Give the child time to figure out how many molecules of each are needed, make them, and add them to the leaf. The grey atoms which make up each molecule should be touching, to show that the atoms are joined together by molecular bonds.

While the child is making the molecules, point out that Hydrogen is part of glucose. Without the water (H2O), the plant can't make sugar. A plant dies when it isn't watered, not because it is thirsty but because it is hungry. It literally can't make itself any food.

Now the leaf has what it needs but the molecules are still joined together as they were when they came into the leaf. The leaf can't unlock the elements it needs to make glucose. It needs the energy from sunlight to do this.

One of the ways to think about what a plant needs to survive is to think of all the ways to kill a plant. We already talked about the first one... which is to not water it. But isn't it true that a plant with plenty of water and plenty of carbon dioxide will still die if it is left in a dark closet? Yep. That's because it can't make food out of those ingredients all by itself. It needs the sunlight. It's like if you had a pantry full of canned food but no can opener. The sunlight is the can opener.

The sunlight rushes in and breaks those bonds. Have the child break apart all the molecules and then combine the C6 H12 O6 to make a molecule of glucose. He can just put those pieces of paper in a little pile on the leaf.

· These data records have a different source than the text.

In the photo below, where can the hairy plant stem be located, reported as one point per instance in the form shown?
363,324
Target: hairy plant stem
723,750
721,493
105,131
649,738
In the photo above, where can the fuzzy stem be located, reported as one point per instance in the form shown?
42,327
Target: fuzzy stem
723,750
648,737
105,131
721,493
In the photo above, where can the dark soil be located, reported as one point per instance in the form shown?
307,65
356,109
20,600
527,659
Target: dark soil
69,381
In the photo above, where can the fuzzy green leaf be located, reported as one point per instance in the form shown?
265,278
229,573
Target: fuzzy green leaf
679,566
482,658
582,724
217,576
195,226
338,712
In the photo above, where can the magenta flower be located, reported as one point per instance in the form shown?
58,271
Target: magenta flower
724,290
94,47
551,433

What is left in the leaf? Oxygen.

The oxygen wants to be joined up in pairs. Put all the remaining oxygen into pairs so that every one has a buddy. Then what happens to that oxygen? The plant doesn't need it so it releases the oxygen back into the air. Oxygen is a by-product of photosynthesis. This is the oxygen we breathe. We need it to survive. We, in turn, give carbon dioxide back to the plant every time we exhale. Children already know this is a cycle but that's different from having them understand WHY and understanding how photosynthesis works.

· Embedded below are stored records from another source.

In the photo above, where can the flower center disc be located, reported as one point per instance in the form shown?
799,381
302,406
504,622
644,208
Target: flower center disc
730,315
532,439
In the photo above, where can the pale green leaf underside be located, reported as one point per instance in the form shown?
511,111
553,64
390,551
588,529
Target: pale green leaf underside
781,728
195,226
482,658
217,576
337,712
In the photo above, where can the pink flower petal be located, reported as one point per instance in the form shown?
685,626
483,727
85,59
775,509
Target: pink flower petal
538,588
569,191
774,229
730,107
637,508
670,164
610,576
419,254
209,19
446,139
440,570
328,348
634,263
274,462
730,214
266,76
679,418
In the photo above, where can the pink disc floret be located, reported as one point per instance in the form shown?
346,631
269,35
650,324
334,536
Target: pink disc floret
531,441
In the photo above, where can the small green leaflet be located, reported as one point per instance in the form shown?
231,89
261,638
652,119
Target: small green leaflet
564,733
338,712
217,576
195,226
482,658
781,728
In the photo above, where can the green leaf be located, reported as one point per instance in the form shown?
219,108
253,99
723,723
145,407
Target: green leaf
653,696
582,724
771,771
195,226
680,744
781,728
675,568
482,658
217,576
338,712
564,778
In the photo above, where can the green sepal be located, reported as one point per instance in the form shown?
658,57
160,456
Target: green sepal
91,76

Remind the child that we can't make our own food, and that we get our energy from eating plants, animals that ate plants, and animals that ate other animals that ate plants. Ultimately, all of our food depends on sunlight.

Thinking Question
note: we did this in the Spring

What do you think would happen if we put stickers on part of a leaf, so that sunlight couldn't get to that part of the leaf? Write your hypothesis down.

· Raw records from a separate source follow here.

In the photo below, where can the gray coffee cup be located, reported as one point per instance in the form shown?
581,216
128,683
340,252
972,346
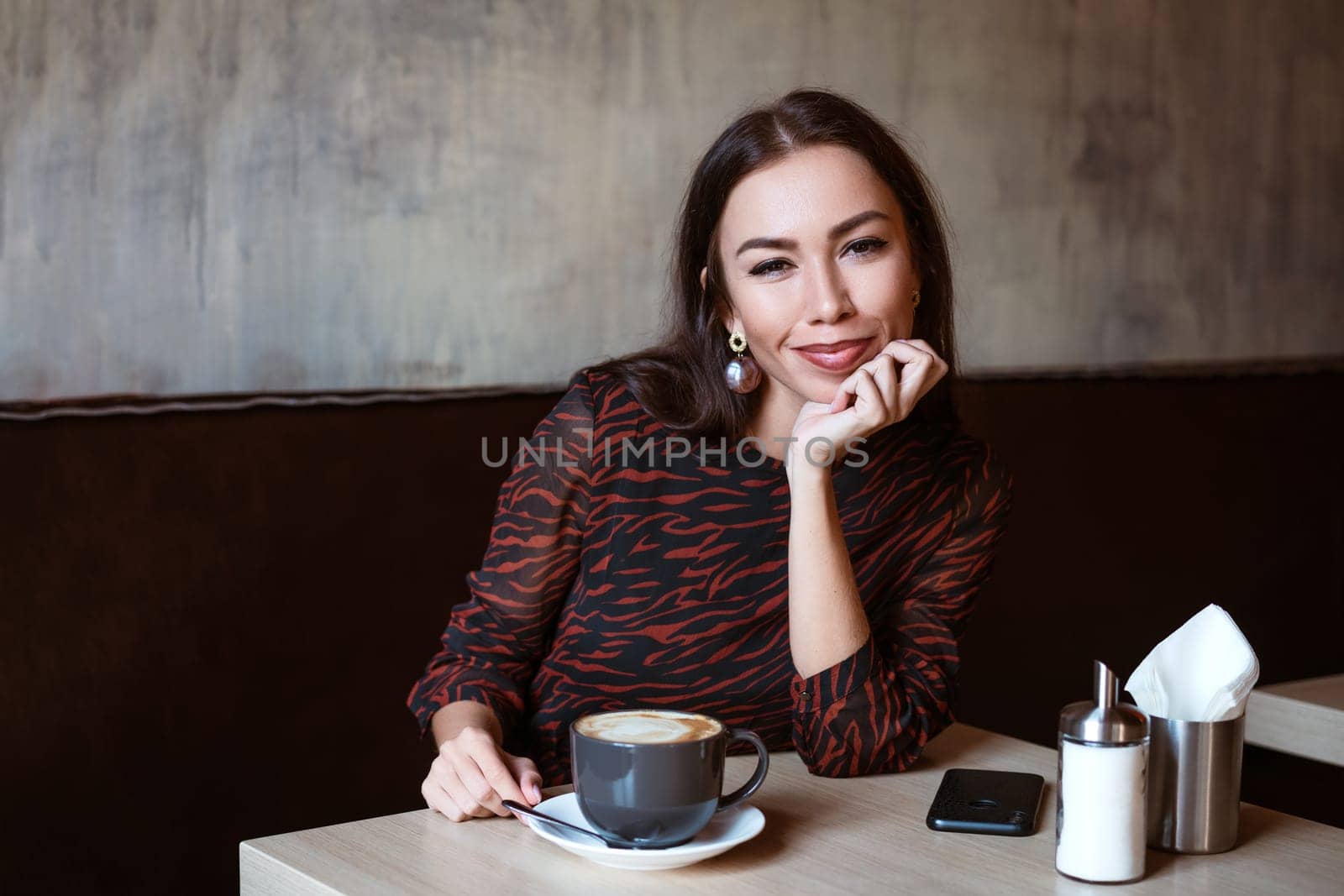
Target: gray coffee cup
654,778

In a moment we are going to do that, but first I want to read you something.

Story

Share the cool facts about photosynthesis at the bottom of page 138 of David Mitchell's book, then read page 140 (this is a wonderful excerpt from "The Great American Forest" by Rutherford Platt).

Experiment (with two variations)

Now, we are going to see what happens when we shut that sunlight packaging factory down.

(This is a great use for the circular stickers that are sold for yard sale pricing... or the stickers that Highlights Magazine keeps sending to your house... or any other stickers which you have lying around.)

Walk outside. Place the stickers on a healthy green leaf. Do this with several different types of plants in your yard. Leave them for several days, a week, a month. Then take the stickers off. What do you think will happen? Why?

You can also do a version of this experiment by putting the stickers on in early Autumn before the chlorophyll starts to leave the leaves. Find some beautiful images from this experiment on Pinterest.

Here's another related experiment: Find Out Why Leaves Change Color Activity. For this experiment you will need the following supplies:

• leaves
• small jar (a baby food jar work well)
• cover for jars or aluminum foil or plastic wrap
• rubbing alcohol
• paper coffee filter
• shallow pan
• hot tap water
• plastic knife or spoon

* "For the botany in fifth grade is not yet the botany of the high school. Of course there must be enough science in the lessons to satisfy the fifth graders’ growing capacities, but wonder is still the key to learning here [emphases added]."